RuCo
Electronic, 2016
RuPaul increasingly returns to her roots. Her first breakthrough hit song Supermodel (You Better Work) is a repetitive track that is more suited to the 1980’s dance floor, and in Butch Queen, she embraces the electronic elements once again, only this time the dance sensibilities are tweaked to be more contemporary-sounding. This is definitely music made for gay clubs, so people expecting duets with Michelle Visage and Alyssa Edwards are going to be heartbroken. Not that such absence is necessarily a bad thing – usual producer Lucian Piane’s absence is especially most welcome. Unfortunately, the end result is uneven, even messy.

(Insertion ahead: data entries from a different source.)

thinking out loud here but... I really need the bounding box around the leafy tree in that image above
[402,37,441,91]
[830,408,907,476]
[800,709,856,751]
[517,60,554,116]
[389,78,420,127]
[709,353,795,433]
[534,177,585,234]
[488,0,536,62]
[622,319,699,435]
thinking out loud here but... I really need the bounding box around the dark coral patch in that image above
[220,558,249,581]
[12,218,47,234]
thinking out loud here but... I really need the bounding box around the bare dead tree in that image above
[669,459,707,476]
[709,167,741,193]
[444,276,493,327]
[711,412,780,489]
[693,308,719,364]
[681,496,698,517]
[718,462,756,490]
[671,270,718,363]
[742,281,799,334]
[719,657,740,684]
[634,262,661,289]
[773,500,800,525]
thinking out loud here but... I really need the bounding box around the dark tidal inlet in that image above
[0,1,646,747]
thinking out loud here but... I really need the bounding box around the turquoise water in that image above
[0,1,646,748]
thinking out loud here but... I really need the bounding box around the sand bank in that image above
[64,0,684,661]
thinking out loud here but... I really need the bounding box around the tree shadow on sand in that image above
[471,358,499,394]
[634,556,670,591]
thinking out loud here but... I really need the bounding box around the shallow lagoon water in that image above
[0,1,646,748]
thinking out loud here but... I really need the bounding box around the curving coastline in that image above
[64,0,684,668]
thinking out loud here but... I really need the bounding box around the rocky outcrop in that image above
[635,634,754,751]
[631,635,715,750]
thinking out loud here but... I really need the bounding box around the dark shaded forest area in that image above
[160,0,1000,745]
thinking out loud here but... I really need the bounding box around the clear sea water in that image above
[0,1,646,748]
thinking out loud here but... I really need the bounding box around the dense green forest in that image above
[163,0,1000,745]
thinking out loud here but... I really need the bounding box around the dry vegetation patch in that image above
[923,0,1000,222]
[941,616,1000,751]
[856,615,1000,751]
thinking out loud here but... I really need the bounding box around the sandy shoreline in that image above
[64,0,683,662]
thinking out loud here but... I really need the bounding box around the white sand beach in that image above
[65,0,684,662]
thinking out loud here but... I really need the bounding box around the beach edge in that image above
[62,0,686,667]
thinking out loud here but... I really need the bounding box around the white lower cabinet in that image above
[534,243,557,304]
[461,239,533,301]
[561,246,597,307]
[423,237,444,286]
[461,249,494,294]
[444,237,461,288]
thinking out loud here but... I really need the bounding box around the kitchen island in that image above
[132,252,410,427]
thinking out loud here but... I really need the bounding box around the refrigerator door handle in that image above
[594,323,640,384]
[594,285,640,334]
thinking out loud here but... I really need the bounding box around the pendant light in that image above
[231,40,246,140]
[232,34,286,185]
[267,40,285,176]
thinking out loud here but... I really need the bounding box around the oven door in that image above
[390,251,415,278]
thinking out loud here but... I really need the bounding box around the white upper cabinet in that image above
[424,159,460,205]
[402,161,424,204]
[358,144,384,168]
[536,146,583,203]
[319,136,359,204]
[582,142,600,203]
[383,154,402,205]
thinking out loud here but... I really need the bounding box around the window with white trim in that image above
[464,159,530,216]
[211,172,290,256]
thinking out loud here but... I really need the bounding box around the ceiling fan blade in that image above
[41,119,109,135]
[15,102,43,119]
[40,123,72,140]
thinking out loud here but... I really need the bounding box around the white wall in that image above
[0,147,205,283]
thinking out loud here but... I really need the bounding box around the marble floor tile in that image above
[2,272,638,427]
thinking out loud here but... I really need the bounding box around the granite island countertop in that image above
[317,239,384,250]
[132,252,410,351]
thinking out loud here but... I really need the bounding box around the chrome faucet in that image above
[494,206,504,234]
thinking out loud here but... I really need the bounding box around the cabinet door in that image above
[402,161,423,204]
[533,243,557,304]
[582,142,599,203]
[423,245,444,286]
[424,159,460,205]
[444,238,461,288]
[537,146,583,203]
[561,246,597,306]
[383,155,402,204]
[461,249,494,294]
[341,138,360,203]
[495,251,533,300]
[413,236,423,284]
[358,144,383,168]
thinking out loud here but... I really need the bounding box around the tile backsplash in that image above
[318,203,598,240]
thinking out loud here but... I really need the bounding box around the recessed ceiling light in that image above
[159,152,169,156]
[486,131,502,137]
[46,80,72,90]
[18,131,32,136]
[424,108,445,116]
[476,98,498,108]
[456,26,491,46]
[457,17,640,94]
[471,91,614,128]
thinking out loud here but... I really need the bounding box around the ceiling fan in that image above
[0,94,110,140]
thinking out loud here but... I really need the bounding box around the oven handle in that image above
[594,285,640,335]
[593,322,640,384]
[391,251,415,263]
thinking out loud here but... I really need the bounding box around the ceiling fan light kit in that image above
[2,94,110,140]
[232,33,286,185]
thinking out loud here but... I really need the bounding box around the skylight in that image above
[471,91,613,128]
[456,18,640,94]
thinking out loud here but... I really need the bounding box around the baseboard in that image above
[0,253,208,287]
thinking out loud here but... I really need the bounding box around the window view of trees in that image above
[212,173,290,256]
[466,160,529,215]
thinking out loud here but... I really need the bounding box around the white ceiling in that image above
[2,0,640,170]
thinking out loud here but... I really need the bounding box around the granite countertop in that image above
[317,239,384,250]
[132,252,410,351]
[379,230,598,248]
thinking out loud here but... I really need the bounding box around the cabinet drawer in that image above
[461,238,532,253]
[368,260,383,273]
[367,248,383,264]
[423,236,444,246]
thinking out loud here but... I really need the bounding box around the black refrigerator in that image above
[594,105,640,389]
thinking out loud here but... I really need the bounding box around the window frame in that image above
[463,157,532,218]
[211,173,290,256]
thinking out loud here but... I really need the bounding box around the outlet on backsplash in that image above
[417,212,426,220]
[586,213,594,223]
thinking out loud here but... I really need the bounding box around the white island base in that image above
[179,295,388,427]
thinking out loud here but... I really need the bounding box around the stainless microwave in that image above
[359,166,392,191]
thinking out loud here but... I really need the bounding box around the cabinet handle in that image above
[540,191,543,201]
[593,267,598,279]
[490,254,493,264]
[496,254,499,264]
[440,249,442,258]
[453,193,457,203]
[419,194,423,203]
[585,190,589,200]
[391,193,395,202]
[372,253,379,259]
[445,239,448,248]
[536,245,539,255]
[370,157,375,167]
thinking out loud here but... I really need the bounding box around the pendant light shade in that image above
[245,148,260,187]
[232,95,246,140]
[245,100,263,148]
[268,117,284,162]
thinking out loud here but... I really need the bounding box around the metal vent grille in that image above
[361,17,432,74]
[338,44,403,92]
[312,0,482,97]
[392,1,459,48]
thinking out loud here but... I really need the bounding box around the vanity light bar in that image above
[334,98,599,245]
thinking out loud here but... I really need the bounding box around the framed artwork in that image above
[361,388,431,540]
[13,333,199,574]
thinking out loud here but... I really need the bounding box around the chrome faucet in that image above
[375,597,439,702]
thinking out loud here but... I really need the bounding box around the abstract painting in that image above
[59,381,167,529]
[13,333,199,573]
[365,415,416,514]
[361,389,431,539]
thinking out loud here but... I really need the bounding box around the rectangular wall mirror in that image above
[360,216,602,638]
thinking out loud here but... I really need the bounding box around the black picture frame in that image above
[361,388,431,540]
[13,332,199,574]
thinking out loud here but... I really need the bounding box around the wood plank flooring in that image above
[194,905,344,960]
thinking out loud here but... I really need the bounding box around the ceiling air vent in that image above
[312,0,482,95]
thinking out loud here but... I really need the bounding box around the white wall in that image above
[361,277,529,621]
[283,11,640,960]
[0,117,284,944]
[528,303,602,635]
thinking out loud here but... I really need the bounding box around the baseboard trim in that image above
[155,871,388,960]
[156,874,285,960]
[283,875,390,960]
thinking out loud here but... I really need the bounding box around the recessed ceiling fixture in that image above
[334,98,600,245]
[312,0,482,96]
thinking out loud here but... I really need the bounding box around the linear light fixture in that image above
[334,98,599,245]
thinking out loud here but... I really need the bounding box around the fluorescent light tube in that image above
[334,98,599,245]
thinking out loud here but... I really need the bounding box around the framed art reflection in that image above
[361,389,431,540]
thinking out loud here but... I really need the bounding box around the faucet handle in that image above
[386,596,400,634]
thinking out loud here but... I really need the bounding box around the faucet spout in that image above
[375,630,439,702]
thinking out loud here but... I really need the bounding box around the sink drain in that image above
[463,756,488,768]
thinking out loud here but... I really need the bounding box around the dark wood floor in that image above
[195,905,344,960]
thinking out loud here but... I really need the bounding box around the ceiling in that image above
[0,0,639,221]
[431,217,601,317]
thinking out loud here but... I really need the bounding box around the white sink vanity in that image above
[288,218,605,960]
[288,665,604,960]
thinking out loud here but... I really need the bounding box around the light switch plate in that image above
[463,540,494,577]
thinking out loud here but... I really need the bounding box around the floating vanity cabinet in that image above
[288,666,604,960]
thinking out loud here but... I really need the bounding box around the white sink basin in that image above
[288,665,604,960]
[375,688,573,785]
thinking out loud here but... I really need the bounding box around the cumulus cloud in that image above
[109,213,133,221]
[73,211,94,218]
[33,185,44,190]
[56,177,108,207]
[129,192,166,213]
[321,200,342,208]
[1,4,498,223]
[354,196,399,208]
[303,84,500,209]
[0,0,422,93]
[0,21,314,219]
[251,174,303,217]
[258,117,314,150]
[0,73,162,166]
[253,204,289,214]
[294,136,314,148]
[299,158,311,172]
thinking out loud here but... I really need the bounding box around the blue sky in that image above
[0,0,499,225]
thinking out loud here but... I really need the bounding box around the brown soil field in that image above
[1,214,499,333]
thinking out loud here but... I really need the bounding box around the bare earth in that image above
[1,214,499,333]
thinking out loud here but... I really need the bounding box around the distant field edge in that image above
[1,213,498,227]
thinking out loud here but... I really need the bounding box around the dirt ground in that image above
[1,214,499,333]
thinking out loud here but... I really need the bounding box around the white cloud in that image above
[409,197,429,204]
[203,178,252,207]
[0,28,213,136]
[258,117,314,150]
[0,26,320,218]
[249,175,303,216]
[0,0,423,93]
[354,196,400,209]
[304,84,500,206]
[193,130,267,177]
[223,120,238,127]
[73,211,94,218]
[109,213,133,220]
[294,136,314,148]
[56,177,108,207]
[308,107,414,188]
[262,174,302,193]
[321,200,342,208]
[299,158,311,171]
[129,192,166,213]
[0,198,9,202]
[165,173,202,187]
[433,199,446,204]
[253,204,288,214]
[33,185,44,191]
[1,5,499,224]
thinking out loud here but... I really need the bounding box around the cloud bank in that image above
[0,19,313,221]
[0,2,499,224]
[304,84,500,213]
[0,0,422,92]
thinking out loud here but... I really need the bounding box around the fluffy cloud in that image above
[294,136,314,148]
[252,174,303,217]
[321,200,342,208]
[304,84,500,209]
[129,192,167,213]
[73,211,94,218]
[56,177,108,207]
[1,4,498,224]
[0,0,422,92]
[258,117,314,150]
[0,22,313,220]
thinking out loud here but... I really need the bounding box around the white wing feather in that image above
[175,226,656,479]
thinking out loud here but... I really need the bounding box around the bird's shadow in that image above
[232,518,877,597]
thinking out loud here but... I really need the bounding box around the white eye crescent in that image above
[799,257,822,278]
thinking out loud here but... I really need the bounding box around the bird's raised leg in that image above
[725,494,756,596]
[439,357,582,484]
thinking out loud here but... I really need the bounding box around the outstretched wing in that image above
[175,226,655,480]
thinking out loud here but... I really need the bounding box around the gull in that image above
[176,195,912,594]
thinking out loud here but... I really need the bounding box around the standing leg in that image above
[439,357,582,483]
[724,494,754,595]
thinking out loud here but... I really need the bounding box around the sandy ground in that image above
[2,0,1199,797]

In tracks like High Fashion Labels and Drop – which could be a sequel to Supermodel (You Better Work) – things come together perfectly; the beats, the dubs, the libs – they all fit. And then we have tracks like Cha Cha Bitch and Nothing Nice which are just messy, with RuPaul just repeating lines that she hopes would be memes over some throbbing, discordant anonymous beat. Maybe those are his artistic statement reflecting the juvenile and intelligence-free state of the more ridiculous fans of RuPaul’s Drag Race, perhaps, or maybe they are just bad music created on a tight budget. There are moments when the tracks actually resemble something one can sing along – You Wear It Well, Legends, Be Someone (which features Taylor Dayne) – although they still most likely work better on the dance floor.
In many ways, this is a better effort than RuPaul’s last few efforts, but there is still enough of a hot mess element to the proceedings to make this one as much a miss as it is a hit.